Because psychoanalysis has a language of its own that arises in a singular act of a particular subject Lacan later called speaking being. Psychoanalysis stands, in principio, if not de facto, in opposition to the universal achievements of humanity. There is no Nobel Prize for it, no certificates for achievements in the field. In short, psychoanalysis is always in crisis.
I take the decline of the father’s function as an example. For centuries, before Lacan called it the Name-of-the-Father, it served as a universal reference for priests and scientists alike to seek refuge from the mother’s, or the wife she incarnates, demand. The father has been summoned for millennia to consecrate law from St Paul to present judiciary. At the same time, the paternal function remains contingent and not for all, not every neighbour makes a singular use of it. Your neighbour, Monsieur Farage, is a barbarian and, ergo, for him, you too are a foreigner. One of you cannot manage without the father and the other cannot manage without the sacrum that summons jouissance to hatred. That’s why Lacan anticipated it would be religion, not psychoanalysis, that would triumph. Identifications can always triumph when submission to the One goes against the Other. And if it goes with the Other, then the submission to the universal father leads to a singular failure, which leaves room for a serendipity called psychoanalysis.
TThere is a paradox for me in this failure. How to show and transmit the subject’s absolutely singular experience of the real that does not know? How do the speaking beings find their mouthful of the unconscious if not, one by one, in the transmission of this failure in the experience of a crisis?

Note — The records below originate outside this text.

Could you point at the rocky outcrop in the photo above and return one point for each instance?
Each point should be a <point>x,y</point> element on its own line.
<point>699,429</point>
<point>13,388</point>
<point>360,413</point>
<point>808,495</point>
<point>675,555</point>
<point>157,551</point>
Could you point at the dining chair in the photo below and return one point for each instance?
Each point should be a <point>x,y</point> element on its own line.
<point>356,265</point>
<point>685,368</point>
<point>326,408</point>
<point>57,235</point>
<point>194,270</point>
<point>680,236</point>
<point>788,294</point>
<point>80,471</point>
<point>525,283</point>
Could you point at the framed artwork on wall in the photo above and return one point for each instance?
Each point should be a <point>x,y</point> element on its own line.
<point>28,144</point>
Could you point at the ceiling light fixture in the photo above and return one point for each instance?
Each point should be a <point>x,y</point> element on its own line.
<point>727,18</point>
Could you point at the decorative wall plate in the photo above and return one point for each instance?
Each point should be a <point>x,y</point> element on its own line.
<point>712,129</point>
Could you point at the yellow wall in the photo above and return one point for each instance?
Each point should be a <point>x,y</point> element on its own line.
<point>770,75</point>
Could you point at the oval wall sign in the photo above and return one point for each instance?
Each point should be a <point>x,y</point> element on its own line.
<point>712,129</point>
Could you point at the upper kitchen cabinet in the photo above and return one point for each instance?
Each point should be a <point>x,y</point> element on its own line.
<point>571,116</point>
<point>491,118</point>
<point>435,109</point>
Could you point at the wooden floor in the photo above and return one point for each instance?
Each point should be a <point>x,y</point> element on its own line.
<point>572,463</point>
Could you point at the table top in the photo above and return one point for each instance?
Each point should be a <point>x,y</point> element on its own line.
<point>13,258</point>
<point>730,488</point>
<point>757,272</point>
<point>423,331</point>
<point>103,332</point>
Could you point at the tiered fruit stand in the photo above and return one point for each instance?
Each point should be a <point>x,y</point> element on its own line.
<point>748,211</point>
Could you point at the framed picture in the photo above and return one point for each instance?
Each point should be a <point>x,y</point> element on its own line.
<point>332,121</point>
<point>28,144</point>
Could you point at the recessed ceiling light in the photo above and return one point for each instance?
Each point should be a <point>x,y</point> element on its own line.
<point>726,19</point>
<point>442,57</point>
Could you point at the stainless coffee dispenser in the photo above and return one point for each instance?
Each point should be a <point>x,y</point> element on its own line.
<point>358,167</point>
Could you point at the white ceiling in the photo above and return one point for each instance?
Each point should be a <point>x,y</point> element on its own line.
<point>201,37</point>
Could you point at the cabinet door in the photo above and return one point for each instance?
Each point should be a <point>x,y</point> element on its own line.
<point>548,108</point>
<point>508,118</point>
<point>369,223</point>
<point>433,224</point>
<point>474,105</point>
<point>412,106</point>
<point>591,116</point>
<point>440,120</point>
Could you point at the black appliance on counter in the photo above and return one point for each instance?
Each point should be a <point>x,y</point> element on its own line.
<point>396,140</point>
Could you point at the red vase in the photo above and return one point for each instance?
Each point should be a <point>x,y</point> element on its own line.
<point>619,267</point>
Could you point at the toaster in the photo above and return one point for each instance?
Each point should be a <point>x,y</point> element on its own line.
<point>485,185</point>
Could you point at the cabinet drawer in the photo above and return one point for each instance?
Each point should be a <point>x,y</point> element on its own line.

This year in the Lacanian School we heard myriads of testimonies of crises of the body, traumas, fractures, falls, collapses and loss. Before Freud it was Hazlitt, the literary genius of XIX century England, who captured a human crisis by noting that nothing attracts us more than “hankering after evil” – disasters, acts of terror, love turned into hatred, which for Lacan was its underside, its veil – in these Hazlitt found the source of endless satisfaction. Is it indeed submission to the absolute or what Freud isolated as helplessness? After hours of witness and victim testimonies on the radio about the 7/07 London terror a decade ago, the presenter concludes: “We have enjoyed this day of memory… no, ‘enjoy’ is not the word for it..” He stops speechless. “Enjoyment” was a miss where jouissance, not only in analysis, does not translate.